Среди покупателей часто толкались старооскольские служилые люди. Самойле интересно было знать, что да как у него на родине, как растет город, кто служит в церквах. К нему стали заходить просто так, перекинуться словом, завязать знакомство. Какое-то время Самойла прожил отдельно, в землянке. Его не смущали житейские неудобства - главное было в любимом деле, здоровья хватало. Заработав денег, решил он вернуться в Коротояк, а задержался там ненадолго. Перебрался в Рыбное. И встретил Самойла внучку боярскую Меланью, и полюбил в первый и последний раз в жизни. Недолго думая, заслал сватов. Сыграли свадьбу, и зажил Самойла впервые за многие годы спокойно и счастливо.

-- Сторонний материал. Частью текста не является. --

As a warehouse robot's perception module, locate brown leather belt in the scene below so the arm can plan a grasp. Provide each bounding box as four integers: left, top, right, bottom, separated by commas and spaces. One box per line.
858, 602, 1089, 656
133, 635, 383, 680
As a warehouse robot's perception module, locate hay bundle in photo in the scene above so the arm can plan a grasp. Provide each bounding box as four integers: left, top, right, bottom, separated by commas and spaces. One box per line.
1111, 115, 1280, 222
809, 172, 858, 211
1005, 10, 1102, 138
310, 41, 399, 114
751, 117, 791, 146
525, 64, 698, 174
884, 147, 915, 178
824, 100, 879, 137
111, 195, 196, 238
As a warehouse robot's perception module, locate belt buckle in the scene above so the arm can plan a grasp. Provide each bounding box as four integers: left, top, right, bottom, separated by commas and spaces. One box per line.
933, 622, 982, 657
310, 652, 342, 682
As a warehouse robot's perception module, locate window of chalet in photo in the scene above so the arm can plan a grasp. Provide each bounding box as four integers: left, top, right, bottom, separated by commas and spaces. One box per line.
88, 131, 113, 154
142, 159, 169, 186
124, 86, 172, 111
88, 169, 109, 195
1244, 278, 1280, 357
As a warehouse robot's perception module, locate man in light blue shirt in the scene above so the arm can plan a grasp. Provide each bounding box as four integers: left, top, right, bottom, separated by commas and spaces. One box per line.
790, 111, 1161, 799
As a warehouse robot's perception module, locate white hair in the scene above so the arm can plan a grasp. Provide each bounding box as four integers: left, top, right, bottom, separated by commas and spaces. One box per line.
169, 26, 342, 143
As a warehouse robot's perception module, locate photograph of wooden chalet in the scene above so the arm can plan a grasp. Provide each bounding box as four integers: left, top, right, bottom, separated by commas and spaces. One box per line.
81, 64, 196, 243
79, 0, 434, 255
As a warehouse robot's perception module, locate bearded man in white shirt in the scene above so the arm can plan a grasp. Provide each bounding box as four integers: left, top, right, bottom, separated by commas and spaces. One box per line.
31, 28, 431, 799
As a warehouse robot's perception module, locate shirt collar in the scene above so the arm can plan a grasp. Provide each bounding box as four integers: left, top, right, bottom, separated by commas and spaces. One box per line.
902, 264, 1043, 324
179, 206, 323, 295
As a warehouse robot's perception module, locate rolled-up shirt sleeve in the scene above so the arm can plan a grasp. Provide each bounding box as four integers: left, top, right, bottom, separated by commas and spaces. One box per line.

Много радости было у Самойлы с Меланьей после рождения первенца. Думали, что навсегда останутся жить в этих землях. Но прознали о приверженности Самойлы старой вере и позвали его священником в Камышин. В заручной челобитной написали, что дают дом, землю, скотину, кладут жалование. Не ахти какое, но на жизнь должно было хватить. Служил Самойла по разным книгам, но чаще по старым. Для него все было решено давно. Следуя традициям дедов и отцов, еще живя у Давыда Фролова, он внутренне не соглашался с новыми веяниями в церкви. Ему было непонятно, зачем понадобилось менять два перста на три, слова в молитвах, тексты в книгах и обряды. Он видел, как тяжело приживалась новая вера среди простых людей. Потому Самойла брал грех на душу, выписывая иконы по старым канонам, а реставрируя новую, по ночам аккуратно подчищал ее на свой лад.

В Камышине он прожил с семьей шесть лет. За это время родились еще два сына. Радоваться бы Самойле с Меланьей, растить детей, наживать добро, но судьба уготовила им жестокие испытания. Раскол к тому времени достиг большого развития. За древнюю веру шли на костер и на плаху старые и молодые, бедные и богатые - все без разбору.

В 1684 году по Указу Преосвященного Михаила, митрополита Белгородского и Обояньского в Черкасский казачий городок был послан монах Герман из Дивногорского монастыря. Полагали, что он будет поминать божественную литургию, служить за великих государей по новым книгам. Время было сложное: на престол заступили сразу трое - Иван, Петр и регентом Софья. Мало кому могло такое понравиться и особенно вольным людям, привыкшим к привилегиям, добытым в боях.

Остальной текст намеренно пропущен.